To evaluate the pharmacokinetics of terbinafine administered to western pond turtles (Actinemys marmorata) via oral gavage and bioencapsulated in earthworms.
7 western pond turtles.
A randomized complete crossover single-dose pharmacokinetic study was performed. Compounded terbinafine (25 mg/mL; 30 mg/kg) was administered through oral gavage (OG) directly into the stomach or bioencapsulated (BEC) into an earthworm vehicle. Blood (0.2 mL) was drawn from the jugular vein at 0, 0.5, 1, 2, 4, 8, 12, 24, 48, 72, and 120 hours after administration. Plasma terbinafine levels were measured using high-performance liquid chromatography.

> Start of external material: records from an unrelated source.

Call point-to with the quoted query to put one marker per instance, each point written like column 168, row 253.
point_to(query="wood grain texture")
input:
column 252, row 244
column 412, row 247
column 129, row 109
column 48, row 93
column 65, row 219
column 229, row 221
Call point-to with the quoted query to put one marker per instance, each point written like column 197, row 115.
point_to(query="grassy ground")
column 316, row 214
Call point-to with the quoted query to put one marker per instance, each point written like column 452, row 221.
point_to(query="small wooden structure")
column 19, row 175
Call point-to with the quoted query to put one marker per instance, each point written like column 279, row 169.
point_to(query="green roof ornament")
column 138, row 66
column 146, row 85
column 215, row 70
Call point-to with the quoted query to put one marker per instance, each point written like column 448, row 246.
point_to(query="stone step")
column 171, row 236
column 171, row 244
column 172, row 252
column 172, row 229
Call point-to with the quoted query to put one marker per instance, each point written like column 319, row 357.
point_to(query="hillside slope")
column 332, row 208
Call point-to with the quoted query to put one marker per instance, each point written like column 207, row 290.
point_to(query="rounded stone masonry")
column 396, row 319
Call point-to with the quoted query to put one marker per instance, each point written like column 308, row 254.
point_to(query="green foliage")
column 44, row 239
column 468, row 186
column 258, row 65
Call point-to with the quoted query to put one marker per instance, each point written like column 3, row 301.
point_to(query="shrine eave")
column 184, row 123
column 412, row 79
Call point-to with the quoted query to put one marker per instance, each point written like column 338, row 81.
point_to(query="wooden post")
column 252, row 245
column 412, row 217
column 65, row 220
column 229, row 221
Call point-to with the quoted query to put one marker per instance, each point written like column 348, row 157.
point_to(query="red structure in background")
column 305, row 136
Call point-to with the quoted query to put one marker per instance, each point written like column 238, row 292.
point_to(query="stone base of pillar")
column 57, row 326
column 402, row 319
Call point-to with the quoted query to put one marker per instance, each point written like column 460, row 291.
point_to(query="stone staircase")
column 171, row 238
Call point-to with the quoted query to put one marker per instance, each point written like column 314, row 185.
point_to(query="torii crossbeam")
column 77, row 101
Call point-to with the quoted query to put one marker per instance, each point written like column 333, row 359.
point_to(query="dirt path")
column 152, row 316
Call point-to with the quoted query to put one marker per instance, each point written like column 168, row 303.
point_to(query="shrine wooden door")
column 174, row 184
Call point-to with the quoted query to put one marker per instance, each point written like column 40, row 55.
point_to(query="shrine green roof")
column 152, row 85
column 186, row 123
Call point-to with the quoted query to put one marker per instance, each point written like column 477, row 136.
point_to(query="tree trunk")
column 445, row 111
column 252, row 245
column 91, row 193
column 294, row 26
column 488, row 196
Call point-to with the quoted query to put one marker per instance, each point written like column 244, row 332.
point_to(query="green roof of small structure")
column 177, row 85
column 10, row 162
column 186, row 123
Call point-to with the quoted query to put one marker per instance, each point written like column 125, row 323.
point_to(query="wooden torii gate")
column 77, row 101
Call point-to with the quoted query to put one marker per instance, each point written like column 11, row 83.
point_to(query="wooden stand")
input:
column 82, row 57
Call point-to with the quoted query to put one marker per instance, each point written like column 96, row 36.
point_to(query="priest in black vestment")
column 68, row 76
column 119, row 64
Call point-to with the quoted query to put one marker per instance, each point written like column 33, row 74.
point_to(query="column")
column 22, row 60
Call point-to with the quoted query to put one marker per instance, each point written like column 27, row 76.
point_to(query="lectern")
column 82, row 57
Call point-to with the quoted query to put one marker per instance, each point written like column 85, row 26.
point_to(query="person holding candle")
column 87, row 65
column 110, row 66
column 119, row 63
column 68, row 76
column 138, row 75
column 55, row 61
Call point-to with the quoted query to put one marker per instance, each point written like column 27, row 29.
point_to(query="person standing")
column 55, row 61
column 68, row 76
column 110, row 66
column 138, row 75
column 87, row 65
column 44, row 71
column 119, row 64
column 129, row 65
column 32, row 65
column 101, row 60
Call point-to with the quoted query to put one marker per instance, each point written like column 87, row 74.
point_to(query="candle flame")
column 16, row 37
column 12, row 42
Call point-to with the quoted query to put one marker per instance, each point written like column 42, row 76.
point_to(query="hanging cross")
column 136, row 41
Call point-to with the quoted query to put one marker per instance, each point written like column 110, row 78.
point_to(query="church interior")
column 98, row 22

Peak plasma terbinafine concentrations of 786.9 ± 911 ng/mL and 1,022.2 ± 911 were measured at 1.8 ± 2.8 and 14.1 ± 12.3 hours after OG and BEC administration, respectively. There was a significant (P = .031) increase in area under the curve with BEC compared to OG. Using steady-state predictions, with once-daily terbinafine administration, 3/7 and 7/7 turtles had plasma concentrations persistently greater than the minimum inhibitory concentration (MIC) for Emydomyces testavorans for the OG and BEC administration routes of administration, respectively. With administration every 48 hours, 3/7 turtles for the OG phase and 6/7 turtles for the BEC phase had concentrations greater than the E. testavorans MIC throughout the entire dosing interval.
Administration of terbinafine (30 mg/kg) every 24 or 48 hours via earthworm bioencapsulation in western pond turtles may be appropriate for the treatment of shell lesions caused by E. testavorans. Clinical studies are needed to assess the efficacy of treatment.